Saya pun beberapa kali mencoba memesan Shejek baik melalui aplikasi maupun grup Whatsapp, tapi tak berhasil. Bahkan ketika saya mencoba melalui pesan singkat, saya harus rela menunggu 200 antrian.
Yofi mengaku tak pernah melakukan promosi besar-besaran. Ia hanya mengandalkan sharing di media sosial dan dilakukan oleh sukarelawan.
“Ada beberapa pilihan [cara pemesanan], sih. Kenapa bisa order di grup, karena adminnya terbatas. Jadi kalau di grup, ketika admin belum membaca atau membalas, perwakilan driver bisa menyebarkan ke grup driver. Makanya kan suka slow response,” ungkap Yofi.
Tingginya permintaan ojek online khusus perempuan ini menurutnya bukan semata faktor agama. Beberapa penumpang menyampaikan kenyamananlah yang menjadi alasan utama.
Nita adalah salah satu contohnya. Bagi dia, ojek online merupakan transportasi andalan untuk mobilitas sehari-hari.
“Pas kemarin tahu ada Shejek, beberapa kali order, intinya sih nyaman karena sama-sama cewek. Jadi kalau mau pegangan enggak sungkan,” tuturnya. “Driver-nya sama karena sudah langganan, kebetulan rumahnya dekat sama kantor saya."
Meski begitu, Nita mengakui bahwa ia kerap menggunakan aplikasi ojek online lain saat pengemudi Shejek langganannya tak bisa menjemput. Beberapa penumpang Shejek memang memilih berlangganan dengan pengemudi pertama mereka karena panjangnya antrean.
Penumpang lain bernama Dewi juga mengaku ia kerap memakai jasa driver andalannya dari Shejek.
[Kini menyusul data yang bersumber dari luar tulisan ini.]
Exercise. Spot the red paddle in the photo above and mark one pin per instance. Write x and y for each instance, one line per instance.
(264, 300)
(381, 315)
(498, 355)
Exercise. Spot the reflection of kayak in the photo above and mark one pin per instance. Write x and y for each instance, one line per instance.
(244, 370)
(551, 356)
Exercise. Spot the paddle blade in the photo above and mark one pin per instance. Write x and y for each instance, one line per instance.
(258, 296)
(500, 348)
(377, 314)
Tak hanya mempercayakan Shejek untuk mobilitasnya, ia juga memakai jasa Shejek untuk mengantarkan anak perempuannya ke sekolah.
“Menjadi pelanggan sudah sejak ada Shejek. Alasannya karena Shejek driver-nya perempuan, lebih nyaman terutama buat nganter anak sekolah, kadang pulang les suka malam,” ungap Dewi.
Dewi mengakui memesan Shejek tak semudah memesan jasa ojek online lainnya. Maka, ia memilih untuk berlangganan dengan salah satu pengemudi driver.
“Pertama kali lewat WA, langsung dapat, ngobrol, terus dia bersedia [kalau saya langganan]. Jadi, akhirnya [melanggan] sampai sekarang. Karena memang masih jarang driver-nya, jadi saya kadang suka pakai aplikasi, [sering] enggak dapat-dapat,” tuturnya.
Pelanggan berhubungan langsung dengan driver tanpa lewat aplikasi? Tidakkah itu merugikan Shejek, atau dalam hal ini Yofi?
Menurut Yofi, ia tak mempermasalahkan konsumennya untuk berlangganan dengan sang pengemudi, sebab sistem yang ia bangun adalah kepercayaan antara Shejek dengan driver-nya. Namun, jika ada konsumen yang memesan melalui pesan singkat, pihak Shejek mewanti-wanti kepada konsumen agar meminta sang pengemudi menunjukkan identitasnya yang sesuai dengan identitas di aplikasi.
Kini, Shejek telah memiliki 700 pengemudi yang tersebar di Bandung, Jabodetabek, Padang, Makassar, dan Tasik. Tingginya minat masyarakat terhadap ojek khusus perempuan membuat Yofi berencana untuk mengembangkan usahanya itu ke kota-kota lainnya pada 2019.